Teren reached into her side pocket and pulled out a billfold. Speaking in English she said, "Thank you for joining us, Herr Meinhard. Would you care to have lunch tomorrow?"

Meinhard appeared taken aback for a moment, but recovered. "I'm not sure --"

Teren raised an eyebrow, menacingly. Alex decided to step in. "Please, Mr. Meinhard. We're not going to be in Zurich for that long, and I would really like to sample more of the local cuisine."

The man glanced at the fair haired woman, and then back at her darker companion. He nodded.

"Oh, great. Is there a special place you could recommend?"

After a moment, Meinhard turned to Alex. "There is a small lunch cafe called Cafe Strieker. They have a wonderful Rueblikuchen."

"That sounds great." She looked up at Teren, careful not to say her name. "Is this alright with you?"

"Fine. Herr Meinhard, I insist on paying for dinner." She slid a bunch of folded bills into the man's hand.

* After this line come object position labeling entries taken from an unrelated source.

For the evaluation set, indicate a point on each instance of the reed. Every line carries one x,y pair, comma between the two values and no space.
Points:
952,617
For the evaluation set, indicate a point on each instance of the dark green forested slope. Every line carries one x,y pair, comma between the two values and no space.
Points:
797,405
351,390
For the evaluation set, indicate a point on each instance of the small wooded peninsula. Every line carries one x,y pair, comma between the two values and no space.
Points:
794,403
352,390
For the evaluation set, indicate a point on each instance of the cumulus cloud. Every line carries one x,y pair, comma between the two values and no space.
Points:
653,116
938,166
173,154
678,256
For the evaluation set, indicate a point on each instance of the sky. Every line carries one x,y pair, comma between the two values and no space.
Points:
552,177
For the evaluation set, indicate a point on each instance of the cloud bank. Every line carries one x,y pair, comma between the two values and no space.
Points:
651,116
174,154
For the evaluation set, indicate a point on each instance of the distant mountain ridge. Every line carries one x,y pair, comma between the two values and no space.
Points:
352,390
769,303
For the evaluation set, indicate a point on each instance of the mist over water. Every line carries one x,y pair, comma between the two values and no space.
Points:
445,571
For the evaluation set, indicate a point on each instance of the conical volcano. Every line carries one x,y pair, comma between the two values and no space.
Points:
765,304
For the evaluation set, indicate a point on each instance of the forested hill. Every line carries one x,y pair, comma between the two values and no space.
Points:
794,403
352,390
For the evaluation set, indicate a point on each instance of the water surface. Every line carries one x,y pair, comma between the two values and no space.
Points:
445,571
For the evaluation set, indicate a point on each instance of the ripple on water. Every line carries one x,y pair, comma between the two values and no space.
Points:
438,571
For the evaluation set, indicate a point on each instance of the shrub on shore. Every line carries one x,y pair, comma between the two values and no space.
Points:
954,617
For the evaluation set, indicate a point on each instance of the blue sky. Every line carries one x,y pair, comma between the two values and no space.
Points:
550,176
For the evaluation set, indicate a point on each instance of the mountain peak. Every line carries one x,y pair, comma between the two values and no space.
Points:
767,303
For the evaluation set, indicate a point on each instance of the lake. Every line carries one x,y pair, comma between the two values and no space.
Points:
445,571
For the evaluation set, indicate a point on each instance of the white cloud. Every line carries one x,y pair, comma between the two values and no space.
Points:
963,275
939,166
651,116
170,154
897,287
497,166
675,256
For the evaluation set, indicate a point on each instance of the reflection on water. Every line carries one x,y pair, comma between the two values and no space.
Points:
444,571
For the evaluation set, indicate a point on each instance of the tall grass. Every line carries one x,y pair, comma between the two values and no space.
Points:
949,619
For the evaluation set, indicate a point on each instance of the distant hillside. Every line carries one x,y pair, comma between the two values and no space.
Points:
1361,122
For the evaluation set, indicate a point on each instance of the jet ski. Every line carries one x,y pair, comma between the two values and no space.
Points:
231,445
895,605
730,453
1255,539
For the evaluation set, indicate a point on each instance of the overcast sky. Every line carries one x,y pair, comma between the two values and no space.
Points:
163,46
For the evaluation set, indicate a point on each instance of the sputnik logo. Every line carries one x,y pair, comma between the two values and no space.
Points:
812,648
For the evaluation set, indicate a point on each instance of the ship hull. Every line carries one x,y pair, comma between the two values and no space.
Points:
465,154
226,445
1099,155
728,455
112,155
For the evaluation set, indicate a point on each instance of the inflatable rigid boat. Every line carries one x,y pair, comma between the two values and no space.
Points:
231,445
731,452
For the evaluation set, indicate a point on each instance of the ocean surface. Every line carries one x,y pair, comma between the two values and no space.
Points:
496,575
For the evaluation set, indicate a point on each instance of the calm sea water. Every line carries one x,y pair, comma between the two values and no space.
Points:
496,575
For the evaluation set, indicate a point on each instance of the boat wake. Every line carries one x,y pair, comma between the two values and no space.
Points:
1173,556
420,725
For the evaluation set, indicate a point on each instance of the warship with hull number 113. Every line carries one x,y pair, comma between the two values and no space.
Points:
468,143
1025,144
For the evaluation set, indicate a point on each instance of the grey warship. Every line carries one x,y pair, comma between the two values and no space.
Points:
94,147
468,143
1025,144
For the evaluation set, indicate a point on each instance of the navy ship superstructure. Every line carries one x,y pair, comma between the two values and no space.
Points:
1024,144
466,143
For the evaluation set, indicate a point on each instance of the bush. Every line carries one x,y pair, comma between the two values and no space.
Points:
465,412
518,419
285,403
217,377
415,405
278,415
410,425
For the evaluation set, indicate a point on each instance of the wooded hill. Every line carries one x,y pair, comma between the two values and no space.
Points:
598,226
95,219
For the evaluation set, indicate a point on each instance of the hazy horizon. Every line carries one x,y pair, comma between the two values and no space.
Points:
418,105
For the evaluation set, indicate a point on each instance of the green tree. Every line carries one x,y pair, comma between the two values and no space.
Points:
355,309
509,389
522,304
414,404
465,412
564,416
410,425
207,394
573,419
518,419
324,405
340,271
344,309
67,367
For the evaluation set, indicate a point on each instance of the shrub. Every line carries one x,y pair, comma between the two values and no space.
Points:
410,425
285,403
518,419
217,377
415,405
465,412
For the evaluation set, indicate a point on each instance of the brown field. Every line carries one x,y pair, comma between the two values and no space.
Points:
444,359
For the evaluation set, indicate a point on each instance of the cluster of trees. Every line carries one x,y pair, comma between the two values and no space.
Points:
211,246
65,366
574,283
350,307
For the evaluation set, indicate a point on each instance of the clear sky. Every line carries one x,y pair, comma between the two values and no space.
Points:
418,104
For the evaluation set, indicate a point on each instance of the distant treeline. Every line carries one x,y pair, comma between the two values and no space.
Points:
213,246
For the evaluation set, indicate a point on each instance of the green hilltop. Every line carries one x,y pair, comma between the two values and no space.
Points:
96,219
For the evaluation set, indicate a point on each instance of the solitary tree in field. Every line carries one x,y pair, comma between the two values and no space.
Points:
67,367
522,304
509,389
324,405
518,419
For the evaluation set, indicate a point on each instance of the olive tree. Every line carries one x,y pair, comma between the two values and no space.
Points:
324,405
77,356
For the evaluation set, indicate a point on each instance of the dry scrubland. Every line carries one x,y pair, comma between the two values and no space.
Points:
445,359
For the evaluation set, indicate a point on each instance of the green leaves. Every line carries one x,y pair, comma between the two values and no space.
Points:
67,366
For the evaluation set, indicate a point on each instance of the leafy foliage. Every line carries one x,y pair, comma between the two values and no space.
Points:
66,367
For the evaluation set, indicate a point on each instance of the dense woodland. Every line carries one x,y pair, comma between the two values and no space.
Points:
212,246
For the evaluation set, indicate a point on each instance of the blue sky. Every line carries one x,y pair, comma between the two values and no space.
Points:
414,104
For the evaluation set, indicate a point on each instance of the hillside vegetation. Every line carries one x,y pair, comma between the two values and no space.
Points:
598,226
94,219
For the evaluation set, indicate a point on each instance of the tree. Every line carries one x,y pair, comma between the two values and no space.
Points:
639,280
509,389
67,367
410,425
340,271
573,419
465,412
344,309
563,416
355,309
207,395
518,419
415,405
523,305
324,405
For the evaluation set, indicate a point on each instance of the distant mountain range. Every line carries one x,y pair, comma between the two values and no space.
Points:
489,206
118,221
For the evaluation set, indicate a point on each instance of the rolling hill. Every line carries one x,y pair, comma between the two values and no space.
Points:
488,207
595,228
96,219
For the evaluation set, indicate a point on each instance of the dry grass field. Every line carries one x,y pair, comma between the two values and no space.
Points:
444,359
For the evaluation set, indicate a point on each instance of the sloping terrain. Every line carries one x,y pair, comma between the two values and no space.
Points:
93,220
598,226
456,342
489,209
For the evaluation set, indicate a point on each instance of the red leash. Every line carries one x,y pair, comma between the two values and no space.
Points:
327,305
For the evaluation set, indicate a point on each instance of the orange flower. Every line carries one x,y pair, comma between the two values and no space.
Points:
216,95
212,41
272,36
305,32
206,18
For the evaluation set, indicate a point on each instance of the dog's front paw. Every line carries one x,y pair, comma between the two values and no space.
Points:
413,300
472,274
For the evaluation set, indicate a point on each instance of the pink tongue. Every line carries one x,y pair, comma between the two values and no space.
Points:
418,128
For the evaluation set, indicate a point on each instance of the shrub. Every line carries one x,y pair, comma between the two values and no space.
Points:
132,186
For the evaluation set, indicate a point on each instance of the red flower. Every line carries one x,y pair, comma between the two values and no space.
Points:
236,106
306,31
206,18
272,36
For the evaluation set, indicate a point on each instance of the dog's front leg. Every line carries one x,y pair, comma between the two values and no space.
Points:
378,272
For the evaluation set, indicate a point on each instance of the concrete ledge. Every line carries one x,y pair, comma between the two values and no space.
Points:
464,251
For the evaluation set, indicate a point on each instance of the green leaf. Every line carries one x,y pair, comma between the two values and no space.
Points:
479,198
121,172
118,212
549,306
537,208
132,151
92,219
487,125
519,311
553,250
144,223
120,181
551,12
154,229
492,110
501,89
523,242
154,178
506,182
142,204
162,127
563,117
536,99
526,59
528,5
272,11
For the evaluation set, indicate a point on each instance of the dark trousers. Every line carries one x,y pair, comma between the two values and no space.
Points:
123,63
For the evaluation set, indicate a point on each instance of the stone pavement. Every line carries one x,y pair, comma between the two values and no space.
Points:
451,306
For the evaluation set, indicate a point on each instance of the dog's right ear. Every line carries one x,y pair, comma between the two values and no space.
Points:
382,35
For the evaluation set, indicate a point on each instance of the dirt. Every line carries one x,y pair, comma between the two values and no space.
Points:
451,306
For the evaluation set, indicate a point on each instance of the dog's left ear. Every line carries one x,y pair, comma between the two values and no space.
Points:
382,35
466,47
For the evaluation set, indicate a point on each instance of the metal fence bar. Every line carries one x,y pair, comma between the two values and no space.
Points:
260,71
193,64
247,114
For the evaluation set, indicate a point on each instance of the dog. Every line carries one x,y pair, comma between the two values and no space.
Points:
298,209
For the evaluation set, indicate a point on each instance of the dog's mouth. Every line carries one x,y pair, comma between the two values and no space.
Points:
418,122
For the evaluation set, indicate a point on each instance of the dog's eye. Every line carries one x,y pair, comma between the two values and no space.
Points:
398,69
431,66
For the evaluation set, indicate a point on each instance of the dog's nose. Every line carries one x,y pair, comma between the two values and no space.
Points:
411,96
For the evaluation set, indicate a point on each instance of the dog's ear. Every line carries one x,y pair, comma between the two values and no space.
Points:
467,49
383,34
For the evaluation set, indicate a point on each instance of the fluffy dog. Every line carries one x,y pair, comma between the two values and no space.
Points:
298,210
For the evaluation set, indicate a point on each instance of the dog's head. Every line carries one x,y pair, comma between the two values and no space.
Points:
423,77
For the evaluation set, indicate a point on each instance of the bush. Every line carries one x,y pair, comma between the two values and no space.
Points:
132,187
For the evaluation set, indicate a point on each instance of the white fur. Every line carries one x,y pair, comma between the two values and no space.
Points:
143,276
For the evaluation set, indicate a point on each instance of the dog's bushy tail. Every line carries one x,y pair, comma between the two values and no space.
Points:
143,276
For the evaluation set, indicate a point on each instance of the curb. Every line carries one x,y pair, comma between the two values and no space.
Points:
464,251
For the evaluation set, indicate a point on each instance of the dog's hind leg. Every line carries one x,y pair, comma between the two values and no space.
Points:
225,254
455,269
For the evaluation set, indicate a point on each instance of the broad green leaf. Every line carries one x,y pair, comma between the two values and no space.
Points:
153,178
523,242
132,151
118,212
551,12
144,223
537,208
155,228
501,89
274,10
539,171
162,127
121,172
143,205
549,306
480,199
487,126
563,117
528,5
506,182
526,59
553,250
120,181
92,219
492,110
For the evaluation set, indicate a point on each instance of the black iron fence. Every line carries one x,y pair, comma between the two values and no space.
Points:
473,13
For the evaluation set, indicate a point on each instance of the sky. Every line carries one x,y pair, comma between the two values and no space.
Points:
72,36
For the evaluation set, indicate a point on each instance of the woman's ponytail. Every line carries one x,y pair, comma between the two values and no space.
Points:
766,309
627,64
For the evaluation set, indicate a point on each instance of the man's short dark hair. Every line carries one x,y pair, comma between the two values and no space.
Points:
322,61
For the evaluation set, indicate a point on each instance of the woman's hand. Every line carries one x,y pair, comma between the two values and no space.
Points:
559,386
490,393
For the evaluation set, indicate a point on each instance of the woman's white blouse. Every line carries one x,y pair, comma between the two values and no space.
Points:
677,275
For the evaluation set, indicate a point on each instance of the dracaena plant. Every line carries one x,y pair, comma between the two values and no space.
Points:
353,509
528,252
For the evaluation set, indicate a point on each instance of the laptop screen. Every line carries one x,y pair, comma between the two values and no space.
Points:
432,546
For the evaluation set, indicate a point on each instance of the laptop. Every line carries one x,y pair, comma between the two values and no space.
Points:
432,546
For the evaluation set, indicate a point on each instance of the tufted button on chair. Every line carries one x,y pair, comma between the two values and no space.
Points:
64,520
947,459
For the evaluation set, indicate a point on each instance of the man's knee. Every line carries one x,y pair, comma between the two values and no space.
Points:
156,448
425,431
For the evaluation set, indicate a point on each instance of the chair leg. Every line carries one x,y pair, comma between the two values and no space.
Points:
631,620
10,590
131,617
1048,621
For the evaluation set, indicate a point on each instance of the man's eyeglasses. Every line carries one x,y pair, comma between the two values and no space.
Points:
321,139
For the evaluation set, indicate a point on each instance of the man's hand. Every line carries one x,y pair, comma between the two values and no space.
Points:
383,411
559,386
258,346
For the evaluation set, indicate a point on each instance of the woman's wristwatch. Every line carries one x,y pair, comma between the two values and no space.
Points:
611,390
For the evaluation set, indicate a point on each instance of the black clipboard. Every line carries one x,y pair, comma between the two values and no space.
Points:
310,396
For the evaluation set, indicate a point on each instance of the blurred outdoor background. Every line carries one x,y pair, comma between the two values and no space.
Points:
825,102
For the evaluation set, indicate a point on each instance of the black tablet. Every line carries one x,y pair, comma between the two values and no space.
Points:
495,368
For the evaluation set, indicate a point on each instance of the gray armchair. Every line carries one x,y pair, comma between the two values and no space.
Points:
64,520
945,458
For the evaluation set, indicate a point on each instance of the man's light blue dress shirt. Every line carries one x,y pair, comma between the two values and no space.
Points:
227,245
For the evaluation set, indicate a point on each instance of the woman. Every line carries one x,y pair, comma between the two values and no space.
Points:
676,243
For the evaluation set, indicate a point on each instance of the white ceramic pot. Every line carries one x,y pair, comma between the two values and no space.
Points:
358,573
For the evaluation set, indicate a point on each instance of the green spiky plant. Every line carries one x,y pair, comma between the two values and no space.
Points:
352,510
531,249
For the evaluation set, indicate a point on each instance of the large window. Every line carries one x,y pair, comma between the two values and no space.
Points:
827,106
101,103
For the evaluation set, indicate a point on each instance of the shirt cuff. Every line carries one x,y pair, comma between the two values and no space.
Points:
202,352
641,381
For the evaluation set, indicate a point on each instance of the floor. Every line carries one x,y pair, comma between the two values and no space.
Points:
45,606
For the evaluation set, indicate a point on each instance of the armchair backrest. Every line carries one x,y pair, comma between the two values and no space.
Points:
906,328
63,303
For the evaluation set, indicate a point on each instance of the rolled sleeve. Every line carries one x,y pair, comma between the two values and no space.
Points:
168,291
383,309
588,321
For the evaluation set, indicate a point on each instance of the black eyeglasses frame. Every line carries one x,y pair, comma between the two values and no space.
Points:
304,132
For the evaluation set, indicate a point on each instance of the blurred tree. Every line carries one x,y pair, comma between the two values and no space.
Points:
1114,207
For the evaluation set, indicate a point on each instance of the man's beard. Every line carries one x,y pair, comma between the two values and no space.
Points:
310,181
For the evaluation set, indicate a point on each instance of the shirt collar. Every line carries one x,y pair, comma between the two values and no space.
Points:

"It is not necess --" Meinhard broke off as he felt the folded piece of paper hidden within the stack. "It is not necessary, but if you insist."

"Will you take care of things for us, Herr Meinhard? I would like to finish my coffee." Teren lifted her cup.

Meinhard nodded. "Of course." He slipped the note into his vest pocket. "Will you have any problem finding the cafe tomorrow?"

"No, I don't believe so. Shall we say one o'clock?"

Another nod. "That would be fine." He stood, then bowed to Alex. "Ms. Reed, a good night to you. I hope you enjoy your stay in Zurich."

Alex smiled, offering her hand. "Thank you, Mr. Meinhard. I'm already enjoying your fine city."

Meinhard gently shook her hand, then turned to Teren. "Ms. Olind. I will see you tomorrow."

She nodded. "You will indeed." She watched Meinhard leave the restaurant.